If Utah consumers can get everything from wet wipes to watermelon delivered to their home, "Why not wine?” asks Rep. Michael McKell.
The Spanish Fork Republican is sponsoring a bill that would create a wine order and delivery service through the Utah Department of Alcoholic Beverage Control.
HB157 doesn’t allow wineries or wine clubs to ship products directly to a residence — the DABC would serve as the middleman. But it does move Utah’s strict alcohol provision in that direction, wine experts say.
Under the proposal, Utah consumers could order wine from out-of-state producers. They could pick up their shipments at a state-run liquor store of their choice, or — for an additional fee — pay to have the wine delivered to their homes.
The bill doesn’t specify whether the DABC or an outside company — such as UPS or Amazon — would deliver the alcohol. That would have to be worked out.
Restrictions apply, of course. Those placing a wine order would need to provide a valid state ID; show they are at least 21 years old; and pay for the order in full, including delivery.
When the wine is delivered, a signature would be required, the bill states. Minors, intoxicated or interdicted individuals and — in a strangely worded provision — “a known habitual drunkard” would not be allowed to sign for packages.

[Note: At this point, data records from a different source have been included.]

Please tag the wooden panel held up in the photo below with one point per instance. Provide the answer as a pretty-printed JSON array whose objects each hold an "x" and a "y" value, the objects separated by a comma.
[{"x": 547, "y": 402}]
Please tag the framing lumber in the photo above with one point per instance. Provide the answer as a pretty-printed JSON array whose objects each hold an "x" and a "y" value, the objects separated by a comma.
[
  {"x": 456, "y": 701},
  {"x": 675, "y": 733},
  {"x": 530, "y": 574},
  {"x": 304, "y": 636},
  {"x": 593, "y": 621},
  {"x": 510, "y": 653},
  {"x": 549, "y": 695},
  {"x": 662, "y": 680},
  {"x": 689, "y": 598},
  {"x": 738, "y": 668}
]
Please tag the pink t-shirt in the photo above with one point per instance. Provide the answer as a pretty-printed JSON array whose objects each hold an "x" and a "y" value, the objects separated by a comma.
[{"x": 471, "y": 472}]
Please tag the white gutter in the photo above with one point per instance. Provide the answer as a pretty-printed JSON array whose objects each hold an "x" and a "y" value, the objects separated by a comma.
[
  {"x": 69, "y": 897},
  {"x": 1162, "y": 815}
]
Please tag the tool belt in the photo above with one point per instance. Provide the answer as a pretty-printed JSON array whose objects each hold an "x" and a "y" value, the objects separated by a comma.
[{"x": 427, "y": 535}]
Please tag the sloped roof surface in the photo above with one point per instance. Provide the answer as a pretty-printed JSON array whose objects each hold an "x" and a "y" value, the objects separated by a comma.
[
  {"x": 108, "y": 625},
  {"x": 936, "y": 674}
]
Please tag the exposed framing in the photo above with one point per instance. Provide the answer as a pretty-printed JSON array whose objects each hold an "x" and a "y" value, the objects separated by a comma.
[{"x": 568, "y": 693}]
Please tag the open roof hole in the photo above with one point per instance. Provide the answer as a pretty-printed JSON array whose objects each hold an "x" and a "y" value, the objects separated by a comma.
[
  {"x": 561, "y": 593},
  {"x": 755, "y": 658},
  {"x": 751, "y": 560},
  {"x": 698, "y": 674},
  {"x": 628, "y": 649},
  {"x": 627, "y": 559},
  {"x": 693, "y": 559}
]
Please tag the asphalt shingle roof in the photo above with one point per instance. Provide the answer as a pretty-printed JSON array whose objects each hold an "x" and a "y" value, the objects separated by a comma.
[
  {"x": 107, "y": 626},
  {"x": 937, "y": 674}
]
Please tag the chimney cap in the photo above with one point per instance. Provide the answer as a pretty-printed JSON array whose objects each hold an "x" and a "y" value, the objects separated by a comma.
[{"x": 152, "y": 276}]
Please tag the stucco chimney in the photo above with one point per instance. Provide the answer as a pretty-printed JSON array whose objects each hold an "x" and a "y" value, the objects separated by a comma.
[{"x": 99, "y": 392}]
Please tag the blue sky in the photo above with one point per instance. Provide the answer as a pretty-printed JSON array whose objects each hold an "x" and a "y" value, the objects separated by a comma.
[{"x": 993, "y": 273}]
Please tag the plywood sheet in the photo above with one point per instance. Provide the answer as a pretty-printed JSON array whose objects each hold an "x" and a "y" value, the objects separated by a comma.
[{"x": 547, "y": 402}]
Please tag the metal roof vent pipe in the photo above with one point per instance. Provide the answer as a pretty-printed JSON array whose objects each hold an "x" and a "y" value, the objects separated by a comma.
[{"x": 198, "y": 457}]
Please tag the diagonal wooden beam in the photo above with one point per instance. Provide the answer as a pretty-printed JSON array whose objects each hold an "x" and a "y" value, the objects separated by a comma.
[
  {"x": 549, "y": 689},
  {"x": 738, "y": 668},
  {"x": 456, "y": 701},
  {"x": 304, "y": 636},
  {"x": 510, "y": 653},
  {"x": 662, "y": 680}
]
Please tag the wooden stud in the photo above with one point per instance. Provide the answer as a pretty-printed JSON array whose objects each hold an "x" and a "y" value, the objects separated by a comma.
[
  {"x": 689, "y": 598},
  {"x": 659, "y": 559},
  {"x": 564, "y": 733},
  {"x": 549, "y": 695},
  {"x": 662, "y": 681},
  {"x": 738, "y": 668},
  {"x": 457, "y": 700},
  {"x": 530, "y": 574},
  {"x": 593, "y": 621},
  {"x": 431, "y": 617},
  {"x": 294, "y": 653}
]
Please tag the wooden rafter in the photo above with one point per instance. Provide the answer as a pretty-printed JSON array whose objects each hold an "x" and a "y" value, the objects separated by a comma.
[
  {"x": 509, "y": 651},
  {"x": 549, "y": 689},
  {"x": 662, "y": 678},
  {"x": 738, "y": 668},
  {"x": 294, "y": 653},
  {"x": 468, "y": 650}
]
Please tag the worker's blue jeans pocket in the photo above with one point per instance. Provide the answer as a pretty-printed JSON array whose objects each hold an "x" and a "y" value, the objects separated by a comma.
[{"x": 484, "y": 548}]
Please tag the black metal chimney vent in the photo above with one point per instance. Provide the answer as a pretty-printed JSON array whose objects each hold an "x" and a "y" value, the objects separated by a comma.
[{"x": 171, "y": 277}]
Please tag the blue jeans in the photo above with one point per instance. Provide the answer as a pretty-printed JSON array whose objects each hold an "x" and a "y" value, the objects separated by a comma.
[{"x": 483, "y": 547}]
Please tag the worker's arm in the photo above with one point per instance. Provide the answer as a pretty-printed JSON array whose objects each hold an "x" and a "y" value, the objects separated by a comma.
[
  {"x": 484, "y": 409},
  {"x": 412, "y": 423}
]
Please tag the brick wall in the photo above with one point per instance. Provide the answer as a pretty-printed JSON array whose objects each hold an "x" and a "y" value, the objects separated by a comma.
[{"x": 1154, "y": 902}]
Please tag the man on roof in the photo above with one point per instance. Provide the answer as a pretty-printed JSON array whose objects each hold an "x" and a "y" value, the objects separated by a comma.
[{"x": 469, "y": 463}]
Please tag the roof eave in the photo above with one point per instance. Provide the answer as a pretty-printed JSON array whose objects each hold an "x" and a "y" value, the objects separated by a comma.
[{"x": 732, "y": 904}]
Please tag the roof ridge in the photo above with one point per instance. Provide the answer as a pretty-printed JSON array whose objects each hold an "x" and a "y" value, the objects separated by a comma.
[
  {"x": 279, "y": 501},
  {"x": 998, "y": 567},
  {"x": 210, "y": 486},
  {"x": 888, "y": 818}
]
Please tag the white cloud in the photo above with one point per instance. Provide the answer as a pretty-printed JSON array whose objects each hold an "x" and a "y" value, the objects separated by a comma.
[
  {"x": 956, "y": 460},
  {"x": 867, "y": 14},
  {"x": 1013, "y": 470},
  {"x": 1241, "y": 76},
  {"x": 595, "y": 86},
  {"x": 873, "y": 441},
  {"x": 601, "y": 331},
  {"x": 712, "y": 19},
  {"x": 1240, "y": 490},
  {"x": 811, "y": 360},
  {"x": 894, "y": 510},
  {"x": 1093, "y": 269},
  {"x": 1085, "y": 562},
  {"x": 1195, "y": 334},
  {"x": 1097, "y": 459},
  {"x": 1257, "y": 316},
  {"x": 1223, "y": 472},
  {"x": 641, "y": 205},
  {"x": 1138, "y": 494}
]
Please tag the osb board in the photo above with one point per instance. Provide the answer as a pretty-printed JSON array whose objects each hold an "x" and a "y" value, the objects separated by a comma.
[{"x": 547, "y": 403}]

McKell, a member of the Business and Labor Committee that typically debates alcohol legislation, said he’s unsure how much opposition HB157 might face in the 2020 session, which starts Monday.

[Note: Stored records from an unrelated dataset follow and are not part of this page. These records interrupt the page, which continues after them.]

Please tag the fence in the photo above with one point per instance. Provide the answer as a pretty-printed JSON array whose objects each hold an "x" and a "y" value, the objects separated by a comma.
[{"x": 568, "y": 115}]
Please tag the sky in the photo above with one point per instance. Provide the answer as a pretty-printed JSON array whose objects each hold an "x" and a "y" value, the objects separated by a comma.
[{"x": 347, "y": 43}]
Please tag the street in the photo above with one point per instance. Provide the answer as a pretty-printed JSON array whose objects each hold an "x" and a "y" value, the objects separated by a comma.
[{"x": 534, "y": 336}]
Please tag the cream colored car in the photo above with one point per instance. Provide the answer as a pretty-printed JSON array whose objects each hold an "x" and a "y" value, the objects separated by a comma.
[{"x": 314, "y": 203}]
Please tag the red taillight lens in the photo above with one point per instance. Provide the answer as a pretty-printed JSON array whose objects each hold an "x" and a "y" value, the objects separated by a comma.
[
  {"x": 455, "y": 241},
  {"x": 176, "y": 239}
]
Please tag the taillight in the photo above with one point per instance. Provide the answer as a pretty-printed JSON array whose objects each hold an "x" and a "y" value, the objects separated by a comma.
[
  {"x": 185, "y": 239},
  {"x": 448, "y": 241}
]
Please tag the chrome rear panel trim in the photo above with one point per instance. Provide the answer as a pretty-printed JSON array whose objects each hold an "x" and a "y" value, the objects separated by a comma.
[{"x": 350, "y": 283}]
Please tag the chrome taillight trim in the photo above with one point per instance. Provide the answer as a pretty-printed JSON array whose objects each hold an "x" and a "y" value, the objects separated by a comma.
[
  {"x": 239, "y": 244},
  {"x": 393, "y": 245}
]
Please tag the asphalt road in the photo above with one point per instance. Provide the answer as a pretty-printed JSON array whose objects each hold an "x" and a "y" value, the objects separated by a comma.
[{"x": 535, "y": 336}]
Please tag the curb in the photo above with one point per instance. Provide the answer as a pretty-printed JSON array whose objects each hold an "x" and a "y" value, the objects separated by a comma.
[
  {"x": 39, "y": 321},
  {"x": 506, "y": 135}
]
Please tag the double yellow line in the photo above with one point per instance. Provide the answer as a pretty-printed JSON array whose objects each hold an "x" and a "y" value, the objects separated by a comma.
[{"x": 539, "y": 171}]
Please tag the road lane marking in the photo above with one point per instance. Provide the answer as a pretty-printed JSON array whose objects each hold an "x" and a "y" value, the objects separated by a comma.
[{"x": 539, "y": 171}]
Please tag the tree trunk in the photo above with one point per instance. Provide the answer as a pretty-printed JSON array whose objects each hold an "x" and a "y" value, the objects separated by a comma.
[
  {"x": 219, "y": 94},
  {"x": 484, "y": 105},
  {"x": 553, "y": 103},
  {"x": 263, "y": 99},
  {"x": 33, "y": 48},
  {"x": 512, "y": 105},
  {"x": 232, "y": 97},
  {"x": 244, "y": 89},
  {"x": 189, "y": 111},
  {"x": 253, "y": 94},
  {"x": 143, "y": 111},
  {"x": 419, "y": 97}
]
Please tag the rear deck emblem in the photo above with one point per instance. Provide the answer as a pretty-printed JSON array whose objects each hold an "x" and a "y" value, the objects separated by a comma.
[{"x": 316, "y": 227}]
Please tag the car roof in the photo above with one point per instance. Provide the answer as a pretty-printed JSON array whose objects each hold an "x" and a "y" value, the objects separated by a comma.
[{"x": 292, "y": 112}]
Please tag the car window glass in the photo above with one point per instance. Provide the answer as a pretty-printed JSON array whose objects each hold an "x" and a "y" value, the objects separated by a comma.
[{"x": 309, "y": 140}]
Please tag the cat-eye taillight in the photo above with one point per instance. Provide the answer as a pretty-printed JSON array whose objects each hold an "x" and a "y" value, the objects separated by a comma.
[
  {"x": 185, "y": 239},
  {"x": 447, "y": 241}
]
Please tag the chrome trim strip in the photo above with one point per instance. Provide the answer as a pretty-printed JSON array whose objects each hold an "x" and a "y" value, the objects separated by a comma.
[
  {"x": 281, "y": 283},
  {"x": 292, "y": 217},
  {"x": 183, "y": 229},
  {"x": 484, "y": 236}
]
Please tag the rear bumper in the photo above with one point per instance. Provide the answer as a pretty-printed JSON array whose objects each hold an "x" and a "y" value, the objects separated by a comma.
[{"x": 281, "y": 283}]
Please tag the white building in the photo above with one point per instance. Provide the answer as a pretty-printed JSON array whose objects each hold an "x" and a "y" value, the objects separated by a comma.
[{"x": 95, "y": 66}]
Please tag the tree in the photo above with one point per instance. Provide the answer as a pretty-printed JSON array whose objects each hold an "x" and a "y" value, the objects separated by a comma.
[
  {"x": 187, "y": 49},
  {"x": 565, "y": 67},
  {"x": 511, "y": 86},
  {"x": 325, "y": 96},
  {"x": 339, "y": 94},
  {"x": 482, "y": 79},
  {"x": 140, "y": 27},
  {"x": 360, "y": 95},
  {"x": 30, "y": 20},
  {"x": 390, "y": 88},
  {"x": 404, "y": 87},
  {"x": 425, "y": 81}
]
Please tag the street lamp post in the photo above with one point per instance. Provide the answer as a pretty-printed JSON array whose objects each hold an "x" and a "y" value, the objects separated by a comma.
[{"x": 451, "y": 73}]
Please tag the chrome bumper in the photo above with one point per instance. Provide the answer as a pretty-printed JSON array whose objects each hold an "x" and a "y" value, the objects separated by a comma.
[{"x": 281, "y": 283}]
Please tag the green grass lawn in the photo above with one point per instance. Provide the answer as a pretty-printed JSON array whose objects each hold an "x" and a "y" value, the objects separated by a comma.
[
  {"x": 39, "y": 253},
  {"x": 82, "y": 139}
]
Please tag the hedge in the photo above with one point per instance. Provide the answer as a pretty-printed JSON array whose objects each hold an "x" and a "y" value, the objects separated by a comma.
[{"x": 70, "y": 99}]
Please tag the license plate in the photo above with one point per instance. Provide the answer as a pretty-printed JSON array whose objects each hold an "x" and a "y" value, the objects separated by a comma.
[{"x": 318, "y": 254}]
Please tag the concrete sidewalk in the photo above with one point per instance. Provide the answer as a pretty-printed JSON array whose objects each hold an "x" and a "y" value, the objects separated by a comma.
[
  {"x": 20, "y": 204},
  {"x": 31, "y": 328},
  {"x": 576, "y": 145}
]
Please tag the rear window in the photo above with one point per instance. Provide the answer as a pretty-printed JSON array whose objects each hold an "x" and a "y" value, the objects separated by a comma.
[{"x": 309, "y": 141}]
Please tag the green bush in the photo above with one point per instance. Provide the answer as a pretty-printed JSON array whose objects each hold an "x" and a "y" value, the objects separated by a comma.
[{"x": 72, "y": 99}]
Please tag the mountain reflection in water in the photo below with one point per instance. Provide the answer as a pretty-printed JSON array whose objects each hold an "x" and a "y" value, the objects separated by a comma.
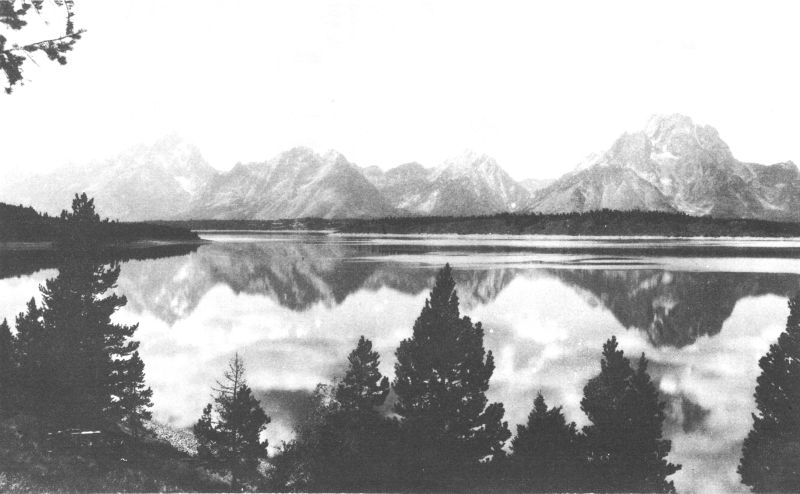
[{"x": 294, "y": 306}]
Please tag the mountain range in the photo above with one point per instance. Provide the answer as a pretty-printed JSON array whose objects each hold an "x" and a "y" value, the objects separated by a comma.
[{"x": 672, "y": 164}]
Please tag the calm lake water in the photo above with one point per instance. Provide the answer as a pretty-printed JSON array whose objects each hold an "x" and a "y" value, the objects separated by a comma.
[{"x": 295, "y": 304}]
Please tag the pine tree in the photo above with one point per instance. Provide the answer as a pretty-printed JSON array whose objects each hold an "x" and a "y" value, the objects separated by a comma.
[
  {"x": 353, "y": 445},
  {"x": 441, "y": 378},
  {"x": 626, "y": 450},
  {"x": 771, "y": 452},
  {"x": 76, "y": 367},
  {"x": 363, "y": 386},
  {"x": 7, "y": 369},
  {"x": 229, "y": 433},
  {"x": 546, "y": 453},
  {"x": 134, "y": 397}
]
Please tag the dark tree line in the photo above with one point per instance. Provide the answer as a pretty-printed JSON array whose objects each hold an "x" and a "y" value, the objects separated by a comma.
[
  {"x": 25, "y": 224},
  {"x": 445, "y": 436},
  {"x": 67, "y": 363},
  {"x": 771, "y": 452}
]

But, in an era of Amazon Prime and Uber Eats, it’s worth having the discussion, he said.
“As a state, we need to look for common-sense alcohol policy, and this is a common-sense solution.”
McKell said he was surprised to learn from constituents that Utahns are barred from having wine shipped directly to their homes —— it’s a felony under current state law.
“It doesn’t make sense to me,” he said. “The vast majority of states allow home delivery of wine.”
HB157 does not greenlight direct-to-consumer shipping. “The department may not deliver wine to a valid address," the bill states, "unless the wine is first delivered to a state store or package agency.”
As the go-between, the DABC would be able to collect the 88% markup mandated on wine and spirits sold in the state.
The liquor agency is reviewing HB157 to determine the cost and logistics of the proposed program, said Terry Wood, DABC spokesman. Typically, the agency "does not comment on pending legislation unless requested to appear before a legislative committee.”
Utah is one of five states — along with Alabama, Delaware, Kentucky and Mississippi — that does not allow direct-to-consumer wine delivery, according to Free the Grapes, a national grassroots organization working to improve consumer choice in wine.
“The 45 states allowing winery-to-consumer shipping," the website states, "cumulatively represent 94% of the total U.S. population.”
While HB157 doesn’t go as far as providing direct-to-consumer shipping, “it does seem to take a tiny step toward that,” said Tyler Rudd, with the Wine Institute, a public policy advocacy association.
Rudd, who oversees the institute’s Central States region, said his organization hopes to be part of the HB157 discussion, because it regularly hears from Utah consumers.
“A lot of people are moving to Utah who are used to getting wine shipped directly to their homes,” he said. “The more people that do that, the more they (state lawmakers) will have to pay attention."
He said the fact that Utah controls the sale and distribution of alcohol should not be an excuse to prohibit direct-to-consumer wine sales.
Wineries today, he said, use high-tech ordering systems that allow them to follow the requirements of individual states whether that is verifying ages when ordering or collecting state and local taxes at the time of purchase.
“We do that for Wyoming, New Hampshire and other control states," he said. “We’re not trying to skirt the system.”